One concept most of us with diabetes are familiar with is the idea that we're not all alike. A drug or a diet that works well for me might not work as well for you.
We call this "YMMV," for "Your mileage may vary." (See Gretchen's previous post on the topic for more information)
Most doctors are aware of this phenomenon, and they'll often try a drug for some problem and have you come back in a few weeks to see if it's working for you. If not, they'll try another one, and they'll keep on like this until they find one that works.
Unfortunately, when it comes to diets, there's often a one-size-fits-all-diabetics approach. Yet we patients know that YMMV applies to diets as well as to drugs.
Now a recent study has documented that. Researchers have shown that men with a certain gene mutation (C/C) had higher BG levels after eating a meal high in saturated fat than men without the C/C genotype (161 compared with 119 mg/dL).
And the BG levels among the C/C men dropped significantly when they were switched from the high-saturated-fat diet to a diet high in monounsaturated fat or high in carbohydrate (from 161 to 104 and 114 mg/dL, respectively). The other men saw their BG levels drop relatively little, from 119 to 116 and 105 mg/dL, respectively).

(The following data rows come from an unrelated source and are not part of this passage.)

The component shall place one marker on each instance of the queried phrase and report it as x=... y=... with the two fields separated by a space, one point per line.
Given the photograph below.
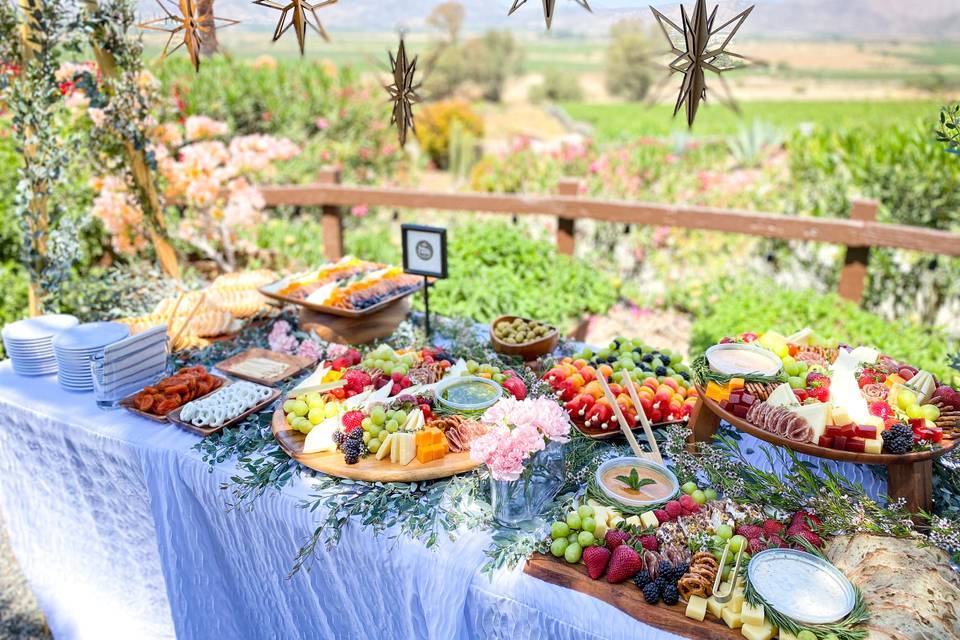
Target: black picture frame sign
x=424 y=254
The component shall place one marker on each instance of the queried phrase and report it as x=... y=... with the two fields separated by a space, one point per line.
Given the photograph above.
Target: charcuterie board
x=368 y=469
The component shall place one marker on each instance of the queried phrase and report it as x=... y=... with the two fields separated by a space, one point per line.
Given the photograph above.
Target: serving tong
x=723 y=598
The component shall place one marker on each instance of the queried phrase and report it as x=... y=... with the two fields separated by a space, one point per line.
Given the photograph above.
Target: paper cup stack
x=74 y=348
x=29 y=343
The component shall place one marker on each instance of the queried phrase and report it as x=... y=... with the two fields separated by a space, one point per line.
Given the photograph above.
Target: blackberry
x=642 y=579
x=651 y=593
x=671 y=595
x=353 y=448
x=664 y=569
x=898 y=439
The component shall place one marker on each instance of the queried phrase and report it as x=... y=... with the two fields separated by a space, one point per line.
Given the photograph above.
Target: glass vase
x=518 y=501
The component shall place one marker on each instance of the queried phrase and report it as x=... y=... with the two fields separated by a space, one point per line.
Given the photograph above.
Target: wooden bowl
x=528 y=350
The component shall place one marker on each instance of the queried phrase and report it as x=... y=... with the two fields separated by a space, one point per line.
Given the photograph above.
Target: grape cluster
x=898 y=439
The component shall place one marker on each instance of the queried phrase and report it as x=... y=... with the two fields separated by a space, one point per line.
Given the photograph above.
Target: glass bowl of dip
x=468 y=393
x=737 y=359
x=665 y=487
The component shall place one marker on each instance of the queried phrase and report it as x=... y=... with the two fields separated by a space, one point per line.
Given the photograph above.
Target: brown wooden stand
x=356 y=330
x=909 y=476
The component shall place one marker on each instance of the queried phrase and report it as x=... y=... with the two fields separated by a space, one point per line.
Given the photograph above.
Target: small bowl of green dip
x=469 y=394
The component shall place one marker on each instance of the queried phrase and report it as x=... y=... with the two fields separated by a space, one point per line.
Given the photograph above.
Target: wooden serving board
x=368 y=469
x=174 y=417
x=823 y=452
x=292 y=365
x=626 y=597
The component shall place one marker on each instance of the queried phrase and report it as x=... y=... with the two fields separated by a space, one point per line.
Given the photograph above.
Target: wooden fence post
x=853 y=276
x=566 y=227
x=330 y=220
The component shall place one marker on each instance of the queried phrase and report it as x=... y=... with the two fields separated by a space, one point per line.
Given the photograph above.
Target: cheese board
x=628 y=599
x=264 y=366
x=367 y=469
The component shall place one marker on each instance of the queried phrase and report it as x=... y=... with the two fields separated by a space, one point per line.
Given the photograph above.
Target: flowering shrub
x=212 y=179
x=519 y=429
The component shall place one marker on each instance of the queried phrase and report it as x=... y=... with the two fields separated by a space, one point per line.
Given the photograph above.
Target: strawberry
x=596 y=560
x=351 y=420
x=615 y=538
x=771 y=526
x=776 y=541
x=749 y=531
x=673 y=508
x=624 y=564
x=650 y=543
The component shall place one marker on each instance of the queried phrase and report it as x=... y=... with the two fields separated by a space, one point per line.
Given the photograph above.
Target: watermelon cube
x=856 y=445
x=867 y=431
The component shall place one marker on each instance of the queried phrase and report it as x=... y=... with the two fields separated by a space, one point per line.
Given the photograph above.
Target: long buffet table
x=122 y=532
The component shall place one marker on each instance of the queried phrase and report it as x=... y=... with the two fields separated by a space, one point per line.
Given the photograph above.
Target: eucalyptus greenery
x=35 y=35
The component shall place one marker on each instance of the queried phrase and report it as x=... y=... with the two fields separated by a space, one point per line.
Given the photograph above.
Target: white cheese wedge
x=782 y=396
x=817 y=416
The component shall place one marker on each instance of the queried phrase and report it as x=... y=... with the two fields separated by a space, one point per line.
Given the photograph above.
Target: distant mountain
x=833 y=19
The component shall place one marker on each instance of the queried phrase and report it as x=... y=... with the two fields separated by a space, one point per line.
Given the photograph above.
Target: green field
x=629 y=121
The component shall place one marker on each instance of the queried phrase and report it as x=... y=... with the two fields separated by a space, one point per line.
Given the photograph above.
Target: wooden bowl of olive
x=528 y=339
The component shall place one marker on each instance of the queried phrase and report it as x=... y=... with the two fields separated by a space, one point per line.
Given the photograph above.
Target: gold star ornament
x=297 y=14
x=403 y=91
x=187 y=21
x=704 y=49
x=549 y=7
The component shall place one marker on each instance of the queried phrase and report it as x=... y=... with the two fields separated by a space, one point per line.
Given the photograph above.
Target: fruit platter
x=391 y=416
x=704 y=566
x=834 y=402
x=664 y=386
x=349 y=287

Hence for the C/C men, a diet high in saturated fat would probably not be recommended. For the other men, it wouldn't make much difference in terms of insulin resistance and BG control, although the different diets could also affect other health factors.
The researchers found no significant differences among women.
This particular research has no immediate clinical benefit, as most of us aren't going to be tested for obscure genetic variations. But it's a step toward developing methods to individualize diet treatment of diabetes.
And if nutritionists would notice research like this, they might be more apt to teach patients how to measure their BG levels while trying different diets to find the one that worked the best for that individual patient.